Advice for a friend. Should she move to Japan or not?

A friend of mine is obsessed with Japan. She loved manga and all that, lived there as a university exchange student for a year.

Now she wants to go back as a Japanese student and then search for a English teacher (or other jobs that can give her a visa).

But she says that she doesn’t like Japanese people that much. That they are quite narrow minded and that work is too much.

Edit:
[She worked as a teacher while her university exchange time. Hated how they treated her at work, and how they treated her when searching for jobs and all that. She said how the government treats foreigners different and all that. How she cannot speak her mind and all that.

I’m just scared that she might go there, perhaps running away from her life in Ireland and then come back after a few years even more unhappy that she is now.

I think everyone should move around and live in other places, it’s just that she lived in other places before and feels like she is just running away from her life.]

I don’t think she should go, but I don’t know if I am just being judgy.

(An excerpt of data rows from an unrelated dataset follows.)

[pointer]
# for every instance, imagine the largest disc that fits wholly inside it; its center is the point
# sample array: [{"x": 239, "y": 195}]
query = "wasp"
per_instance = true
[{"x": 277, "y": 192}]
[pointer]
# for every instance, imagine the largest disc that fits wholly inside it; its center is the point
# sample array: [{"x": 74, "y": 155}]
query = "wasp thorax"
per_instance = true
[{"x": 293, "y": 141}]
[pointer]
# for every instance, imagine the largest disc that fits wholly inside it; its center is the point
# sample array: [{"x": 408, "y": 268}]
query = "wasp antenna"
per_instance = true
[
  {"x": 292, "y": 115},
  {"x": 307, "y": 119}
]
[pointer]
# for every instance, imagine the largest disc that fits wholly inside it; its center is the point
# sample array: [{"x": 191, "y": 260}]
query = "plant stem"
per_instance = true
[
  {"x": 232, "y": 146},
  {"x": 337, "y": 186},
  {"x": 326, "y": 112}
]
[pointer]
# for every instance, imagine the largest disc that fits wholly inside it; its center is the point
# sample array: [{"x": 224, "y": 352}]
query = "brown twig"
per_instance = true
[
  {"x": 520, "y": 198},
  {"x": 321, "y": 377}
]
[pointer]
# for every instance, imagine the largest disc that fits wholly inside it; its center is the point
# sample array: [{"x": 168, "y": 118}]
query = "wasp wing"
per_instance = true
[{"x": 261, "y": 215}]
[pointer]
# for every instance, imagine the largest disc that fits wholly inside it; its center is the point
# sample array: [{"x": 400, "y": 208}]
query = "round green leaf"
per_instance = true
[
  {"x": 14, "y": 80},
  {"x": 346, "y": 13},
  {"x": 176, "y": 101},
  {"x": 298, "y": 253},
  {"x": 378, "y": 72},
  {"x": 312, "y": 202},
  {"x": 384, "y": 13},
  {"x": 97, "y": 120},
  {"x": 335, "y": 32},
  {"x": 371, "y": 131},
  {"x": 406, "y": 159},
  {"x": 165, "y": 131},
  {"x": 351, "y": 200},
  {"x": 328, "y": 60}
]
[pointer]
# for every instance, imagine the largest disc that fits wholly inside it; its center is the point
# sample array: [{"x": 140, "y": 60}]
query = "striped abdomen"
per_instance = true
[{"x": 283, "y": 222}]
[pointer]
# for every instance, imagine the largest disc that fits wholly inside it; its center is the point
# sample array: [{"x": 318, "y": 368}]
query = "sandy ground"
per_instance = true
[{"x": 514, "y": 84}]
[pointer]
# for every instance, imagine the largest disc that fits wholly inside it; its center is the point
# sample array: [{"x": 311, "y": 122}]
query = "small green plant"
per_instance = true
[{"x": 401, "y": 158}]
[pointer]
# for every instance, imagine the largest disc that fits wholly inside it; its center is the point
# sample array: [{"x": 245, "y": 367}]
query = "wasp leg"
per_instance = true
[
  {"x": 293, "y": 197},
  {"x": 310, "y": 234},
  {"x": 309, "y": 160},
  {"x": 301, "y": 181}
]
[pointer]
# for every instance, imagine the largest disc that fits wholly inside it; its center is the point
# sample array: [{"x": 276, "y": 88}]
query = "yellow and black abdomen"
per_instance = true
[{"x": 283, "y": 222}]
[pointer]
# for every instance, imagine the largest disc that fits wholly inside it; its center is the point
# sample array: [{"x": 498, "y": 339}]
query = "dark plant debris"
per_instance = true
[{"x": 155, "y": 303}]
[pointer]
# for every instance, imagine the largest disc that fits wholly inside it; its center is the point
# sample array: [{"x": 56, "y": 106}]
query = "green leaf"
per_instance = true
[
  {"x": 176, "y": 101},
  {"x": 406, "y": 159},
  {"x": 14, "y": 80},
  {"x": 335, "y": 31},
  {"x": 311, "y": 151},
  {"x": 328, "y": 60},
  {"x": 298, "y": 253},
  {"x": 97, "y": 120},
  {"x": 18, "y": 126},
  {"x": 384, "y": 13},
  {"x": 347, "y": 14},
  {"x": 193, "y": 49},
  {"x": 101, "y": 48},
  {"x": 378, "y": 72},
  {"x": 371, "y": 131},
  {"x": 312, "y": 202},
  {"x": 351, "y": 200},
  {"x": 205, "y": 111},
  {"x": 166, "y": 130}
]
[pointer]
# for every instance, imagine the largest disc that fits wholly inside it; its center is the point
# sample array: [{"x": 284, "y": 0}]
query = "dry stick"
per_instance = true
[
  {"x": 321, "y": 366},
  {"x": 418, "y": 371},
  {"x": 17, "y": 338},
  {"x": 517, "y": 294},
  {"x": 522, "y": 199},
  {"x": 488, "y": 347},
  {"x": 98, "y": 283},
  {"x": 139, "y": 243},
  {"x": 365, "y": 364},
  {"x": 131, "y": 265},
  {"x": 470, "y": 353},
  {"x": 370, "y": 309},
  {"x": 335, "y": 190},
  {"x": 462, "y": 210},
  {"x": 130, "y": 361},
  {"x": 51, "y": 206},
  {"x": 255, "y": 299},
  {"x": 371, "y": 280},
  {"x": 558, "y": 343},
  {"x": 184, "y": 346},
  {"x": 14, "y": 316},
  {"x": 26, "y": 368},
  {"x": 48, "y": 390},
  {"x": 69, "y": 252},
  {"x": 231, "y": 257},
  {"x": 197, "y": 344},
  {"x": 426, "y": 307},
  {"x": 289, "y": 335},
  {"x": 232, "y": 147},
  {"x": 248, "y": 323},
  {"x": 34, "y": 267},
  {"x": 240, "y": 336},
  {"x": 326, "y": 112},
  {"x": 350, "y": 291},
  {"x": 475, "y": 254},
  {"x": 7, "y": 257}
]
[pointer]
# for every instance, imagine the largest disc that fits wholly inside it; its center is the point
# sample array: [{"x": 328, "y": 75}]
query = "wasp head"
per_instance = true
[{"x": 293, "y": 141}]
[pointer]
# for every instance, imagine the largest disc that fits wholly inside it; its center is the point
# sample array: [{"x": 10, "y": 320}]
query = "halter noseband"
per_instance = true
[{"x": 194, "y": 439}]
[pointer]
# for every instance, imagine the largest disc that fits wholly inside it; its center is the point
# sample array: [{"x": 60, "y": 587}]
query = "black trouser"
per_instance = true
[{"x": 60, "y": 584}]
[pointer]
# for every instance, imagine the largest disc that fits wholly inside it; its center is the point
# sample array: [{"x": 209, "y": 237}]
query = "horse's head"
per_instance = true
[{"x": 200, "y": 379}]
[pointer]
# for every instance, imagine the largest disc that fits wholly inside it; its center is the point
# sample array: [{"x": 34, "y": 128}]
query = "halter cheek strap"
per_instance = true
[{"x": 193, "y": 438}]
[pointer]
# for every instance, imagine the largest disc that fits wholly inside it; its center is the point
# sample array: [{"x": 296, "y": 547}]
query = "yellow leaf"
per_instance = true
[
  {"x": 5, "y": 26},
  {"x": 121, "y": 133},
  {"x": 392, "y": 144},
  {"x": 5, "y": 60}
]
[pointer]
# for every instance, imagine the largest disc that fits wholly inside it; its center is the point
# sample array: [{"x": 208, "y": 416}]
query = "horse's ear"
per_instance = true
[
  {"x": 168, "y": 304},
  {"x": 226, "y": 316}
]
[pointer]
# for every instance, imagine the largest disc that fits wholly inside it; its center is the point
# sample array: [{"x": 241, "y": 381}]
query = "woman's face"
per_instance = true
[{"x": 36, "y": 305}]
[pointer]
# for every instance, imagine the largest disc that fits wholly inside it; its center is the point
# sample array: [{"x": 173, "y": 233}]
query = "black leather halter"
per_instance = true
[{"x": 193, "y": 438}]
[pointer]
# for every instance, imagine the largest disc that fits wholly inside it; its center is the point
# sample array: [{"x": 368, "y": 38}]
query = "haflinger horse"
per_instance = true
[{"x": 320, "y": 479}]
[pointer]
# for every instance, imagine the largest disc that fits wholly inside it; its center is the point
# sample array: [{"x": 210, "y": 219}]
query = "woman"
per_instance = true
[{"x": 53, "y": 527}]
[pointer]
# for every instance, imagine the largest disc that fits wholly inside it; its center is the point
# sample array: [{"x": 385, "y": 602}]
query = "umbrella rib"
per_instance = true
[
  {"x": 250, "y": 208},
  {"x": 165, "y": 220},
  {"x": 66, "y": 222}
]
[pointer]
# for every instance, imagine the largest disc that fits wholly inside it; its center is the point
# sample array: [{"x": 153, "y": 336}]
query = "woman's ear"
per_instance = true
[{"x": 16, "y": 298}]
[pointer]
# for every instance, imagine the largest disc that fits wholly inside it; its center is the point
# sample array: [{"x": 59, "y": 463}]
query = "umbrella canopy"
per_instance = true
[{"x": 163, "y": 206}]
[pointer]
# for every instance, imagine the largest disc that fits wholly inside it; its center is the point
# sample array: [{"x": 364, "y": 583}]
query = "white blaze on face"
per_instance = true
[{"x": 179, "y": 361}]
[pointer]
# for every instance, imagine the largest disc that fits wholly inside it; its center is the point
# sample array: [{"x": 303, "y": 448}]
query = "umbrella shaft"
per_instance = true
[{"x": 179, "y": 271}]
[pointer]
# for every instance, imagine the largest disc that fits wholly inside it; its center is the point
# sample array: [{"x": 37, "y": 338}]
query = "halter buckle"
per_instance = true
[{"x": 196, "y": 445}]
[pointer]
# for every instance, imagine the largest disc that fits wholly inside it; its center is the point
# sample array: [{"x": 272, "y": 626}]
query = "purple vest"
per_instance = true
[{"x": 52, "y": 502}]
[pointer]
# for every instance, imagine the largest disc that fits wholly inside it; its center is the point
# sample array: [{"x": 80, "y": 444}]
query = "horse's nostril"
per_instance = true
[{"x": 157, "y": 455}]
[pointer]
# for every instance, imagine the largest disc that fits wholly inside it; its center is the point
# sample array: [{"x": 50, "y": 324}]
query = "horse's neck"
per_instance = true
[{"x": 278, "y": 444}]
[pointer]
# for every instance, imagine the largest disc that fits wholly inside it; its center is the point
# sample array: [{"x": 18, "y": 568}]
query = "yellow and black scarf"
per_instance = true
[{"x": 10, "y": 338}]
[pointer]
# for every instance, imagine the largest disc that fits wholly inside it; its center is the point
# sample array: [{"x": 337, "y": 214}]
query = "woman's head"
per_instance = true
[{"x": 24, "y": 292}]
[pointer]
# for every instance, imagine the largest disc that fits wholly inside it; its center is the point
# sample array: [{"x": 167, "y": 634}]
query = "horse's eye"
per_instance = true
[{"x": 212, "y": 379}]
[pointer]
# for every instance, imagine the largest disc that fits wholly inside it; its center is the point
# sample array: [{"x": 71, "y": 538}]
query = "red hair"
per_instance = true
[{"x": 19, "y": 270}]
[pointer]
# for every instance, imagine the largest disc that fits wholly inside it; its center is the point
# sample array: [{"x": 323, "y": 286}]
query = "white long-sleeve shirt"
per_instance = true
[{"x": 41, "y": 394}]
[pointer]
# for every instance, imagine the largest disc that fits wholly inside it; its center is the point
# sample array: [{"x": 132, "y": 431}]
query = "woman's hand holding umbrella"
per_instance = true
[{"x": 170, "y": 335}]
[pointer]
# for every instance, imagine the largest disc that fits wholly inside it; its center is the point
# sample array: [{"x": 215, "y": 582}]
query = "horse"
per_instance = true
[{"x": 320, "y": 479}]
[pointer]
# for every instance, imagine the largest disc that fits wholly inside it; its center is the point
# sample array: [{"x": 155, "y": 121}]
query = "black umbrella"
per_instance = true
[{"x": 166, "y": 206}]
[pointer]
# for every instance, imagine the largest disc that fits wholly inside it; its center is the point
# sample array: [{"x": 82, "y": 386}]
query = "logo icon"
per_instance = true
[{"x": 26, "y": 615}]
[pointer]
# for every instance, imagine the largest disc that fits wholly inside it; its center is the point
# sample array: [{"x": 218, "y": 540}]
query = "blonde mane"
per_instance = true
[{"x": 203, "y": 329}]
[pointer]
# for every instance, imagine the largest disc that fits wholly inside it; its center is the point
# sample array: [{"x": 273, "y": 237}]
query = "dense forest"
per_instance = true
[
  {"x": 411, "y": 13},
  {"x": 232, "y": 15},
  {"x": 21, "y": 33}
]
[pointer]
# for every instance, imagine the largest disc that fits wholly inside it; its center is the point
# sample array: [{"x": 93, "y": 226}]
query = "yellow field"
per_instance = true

I think important are actually the most important part when you move to a new place.

What do you guys think?

7 comments
  1. This is a copy of your post for archive/search purposes.

    **Advice for a friend. Should she move to Japan or not?**

    A friend of mine is obsessed with Japan. She loved manga and all that, lived there as a university exchange student for a year.

    Now she wants to go back as a Japanese student and then search for a English teacher (or other jobs that can give her a visa).

    But she says that she doesn’t like Japanese people that much. That they are quite narrow minded and that work is too much.

    I don’t think she should go, but I don’t know if I am just being judgy. I think important are actually the most important part when you move to a new place.

    What do you guys think?

    *I am a bot, and this action was performed automatically. Please [contact the moderators of this subreddit](/message/compose/?to=/r/movingtojapan) if you have any questions or concerns.*

  2. If she lived there for a year already, then it’s not like she is going in blind.

    You said you don’t think she should go but then didn’t provide any reasons at all as to why you would think that.

    Thinking Japanese people are narrow-minded and the work culture sucks aren’t really new ideas. If they aren’t deal breakers for her, then that’s her decision. I think if she does move, she will find Japanese people less narrow-minded than she thinks and the work culture more difficult than she expects. At the end of the day, she would still be moving to one of the highest ranked countries in many quality of life metrics, albeit at a disadvantage for being a foreigner.

  3. That’s a gross generalisation on her side about Japanese people, even if she spent a year there and got that impression. She needs to rethink how she sees a whole nation of people. Japan has a certain reputation and stereotypes but that’s no excuse to just lump everyone in together.

    I don’t think she should move somewhere where she doesn’t like the people as that is going to make her very isolated (and Japan is isolating enough, and being a foreigner is even more isolating).

    On top of that, she has to put up with Japanese people every single day. I doubt she’ll enjoy that if she dislikes them + their politics and economy which will affect her + the work is too much and pay is too little especially for an English teacher, which is likely the only job she would qualify for… So, yea.

    tl;dr no.

  4. Without invalidating your friend’s experiences or your worries – letting one or even a few bad experiences sour her on an entire country and culture would be a waste.

  5. >Now she wants to go back as a Japanese student and then search for a English teacher (or other jobs that can give her a visa).

    Your friend should have a more specific career in mind. “Japan at any cost” is a great way to waste a decade of your life discovering that what you do is more important for your overall happiness than where you do it.

    Now, if your friend genuinely wants to be a teacher, there is nothing wrong with that. But English education in Japan is very much a two tier system and its extremely unlikely that one can make the transition from ALT/Eikaiwa to University/International School teaching. So if your friend actually wants to be a teacher, she should be getting a teaching license where you are and start getting classroom experience. A masters of education wouldn’t hurt either.

  6. If she can’t get along with people around her and don’t want to work hard, Japan is not a good place for her.